Le sport est aussi prétexte à des déplacements vers un lieu précis, une ville organisatrice d’un événement qui dépasse le cadre de la collectivité, et qui provoque des phénomènes touristiques, le tourisme sportif urbain, qui apparaît au cours des années 1980, en Europe et aux États-Unis Certaines manifestations qui ne se déroulent que dans les grandes cités (Coupe du Monde de football, Jeux Olympiques, tournois de tennis, etc.) ont pris de l’ampleur sous l’impulsion des médias, entraînant la création d’équipements sportifs gigantesques ainsi que le développement ou la re-création d’aménagements urbains (routes, aéroports, transports en commun, etc.) et drainant des flux de sportifs, de spectateurs et de journalistes toujours plus importants. Parallèlement, des manifestations de masse tels les marathons, les randonnées en rollers, en vélo, etc. se sont développées attirant des flots de participants impressionnants, venant parfois de l’étranger ou de distances considérables et nécessitant hébergement et restauration. Les retombées indirectes, en termes de notoriété et de relations internationales constituent probablement les effets à la fois les moins mesurables et les plus assurés.

Se pose enfin la question de la durabilité de l’impact des grandes manifestations sportives.
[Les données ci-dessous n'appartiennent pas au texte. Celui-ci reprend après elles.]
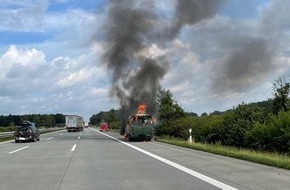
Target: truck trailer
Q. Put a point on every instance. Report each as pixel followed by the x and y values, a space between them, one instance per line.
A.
pixel 139 126
pixel 74 123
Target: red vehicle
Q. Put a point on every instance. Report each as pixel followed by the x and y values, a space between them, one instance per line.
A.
pixel 104 127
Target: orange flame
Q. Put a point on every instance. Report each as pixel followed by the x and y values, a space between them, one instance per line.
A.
pixel 142 108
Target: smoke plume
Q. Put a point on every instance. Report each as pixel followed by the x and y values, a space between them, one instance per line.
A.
pixel 135 76
pixel 130 30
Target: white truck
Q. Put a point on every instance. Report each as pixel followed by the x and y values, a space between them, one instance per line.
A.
pixel 74 123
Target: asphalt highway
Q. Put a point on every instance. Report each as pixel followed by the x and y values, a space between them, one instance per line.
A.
pixel 92 160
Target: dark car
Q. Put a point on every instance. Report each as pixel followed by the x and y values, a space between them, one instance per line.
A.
pixel 26 132
pixel 104 127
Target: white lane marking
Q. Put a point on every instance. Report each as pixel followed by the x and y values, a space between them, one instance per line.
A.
pixel 7 142
pixel 178 166
pixel 18 150
pixel 73 148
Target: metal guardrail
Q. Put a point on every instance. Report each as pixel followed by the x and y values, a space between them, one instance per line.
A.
pixel 11 133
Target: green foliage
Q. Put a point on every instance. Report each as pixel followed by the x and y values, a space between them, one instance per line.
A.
pixel 281 92
pixel 115 125
pixel 273 135
pixel 238 121
pixel 169 112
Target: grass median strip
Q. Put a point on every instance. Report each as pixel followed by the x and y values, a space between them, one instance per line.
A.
pixel 266 158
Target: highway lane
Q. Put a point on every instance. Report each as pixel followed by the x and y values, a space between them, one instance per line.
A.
pixel 91 160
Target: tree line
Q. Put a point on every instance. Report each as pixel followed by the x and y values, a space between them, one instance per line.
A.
pixel 261 125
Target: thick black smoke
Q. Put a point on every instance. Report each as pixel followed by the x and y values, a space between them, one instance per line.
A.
pixel 130 29
pixel 135 77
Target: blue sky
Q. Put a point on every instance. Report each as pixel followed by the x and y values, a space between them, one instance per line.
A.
pixel 51 51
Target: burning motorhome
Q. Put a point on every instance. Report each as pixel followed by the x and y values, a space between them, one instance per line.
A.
pixel 140 125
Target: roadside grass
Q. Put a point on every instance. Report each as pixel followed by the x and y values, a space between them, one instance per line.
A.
pixel 3 139
pixel 266 158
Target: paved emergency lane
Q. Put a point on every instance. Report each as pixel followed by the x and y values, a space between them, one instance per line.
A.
pixel 93 160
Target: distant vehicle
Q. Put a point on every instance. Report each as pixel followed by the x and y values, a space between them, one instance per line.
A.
pixel 139 126
pixel 26 132
pixel 104 127
pixel 74 123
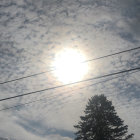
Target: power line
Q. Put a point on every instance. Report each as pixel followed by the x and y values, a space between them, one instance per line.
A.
pixel 33 101
pixel 64 85
pixel 24 77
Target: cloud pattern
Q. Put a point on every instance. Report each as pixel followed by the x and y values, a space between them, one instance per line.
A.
pixel 33 31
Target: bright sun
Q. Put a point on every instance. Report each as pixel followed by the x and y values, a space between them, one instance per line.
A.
pixel 69 67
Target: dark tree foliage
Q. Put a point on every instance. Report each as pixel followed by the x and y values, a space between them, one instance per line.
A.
pixel 101 122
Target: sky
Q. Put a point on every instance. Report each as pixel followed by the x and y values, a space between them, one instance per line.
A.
pixel 32 32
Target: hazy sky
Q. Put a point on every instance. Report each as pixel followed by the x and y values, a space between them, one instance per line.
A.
pixel 31 34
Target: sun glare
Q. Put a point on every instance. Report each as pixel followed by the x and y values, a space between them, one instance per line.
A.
pixel 69 67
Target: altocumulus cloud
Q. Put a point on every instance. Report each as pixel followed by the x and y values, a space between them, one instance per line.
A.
pixel 33 31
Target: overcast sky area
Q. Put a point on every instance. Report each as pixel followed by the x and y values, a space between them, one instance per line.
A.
pixel 31 34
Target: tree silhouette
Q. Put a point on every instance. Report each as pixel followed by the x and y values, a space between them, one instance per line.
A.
pixel 101 122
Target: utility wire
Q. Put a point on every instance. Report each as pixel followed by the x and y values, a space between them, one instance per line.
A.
pixel 33 101
pixel 64 85
pixel 24 77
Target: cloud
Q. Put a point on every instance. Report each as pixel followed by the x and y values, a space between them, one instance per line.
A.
pixel 33 31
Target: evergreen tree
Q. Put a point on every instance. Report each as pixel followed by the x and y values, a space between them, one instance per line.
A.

En effet il ne faut pas confondre une haute conjoncture, phénomène momentané causé par la tenue d’une manifestation sportive, et croissance, phénomène structurel. Plus les équipements nécessaires sont importants, plus les travaux d’accompagnement (routes, aéroports, lignes de métro ou de tramway, etc.) sont nécessaires et plus l’impact à court terme peut se révéler positif. Encore faut-il, condition souvent omise, que le tissu économique de la région concernée ait les capacités de répondre aux besoins en investissements, en matériel, en qualifications, etc.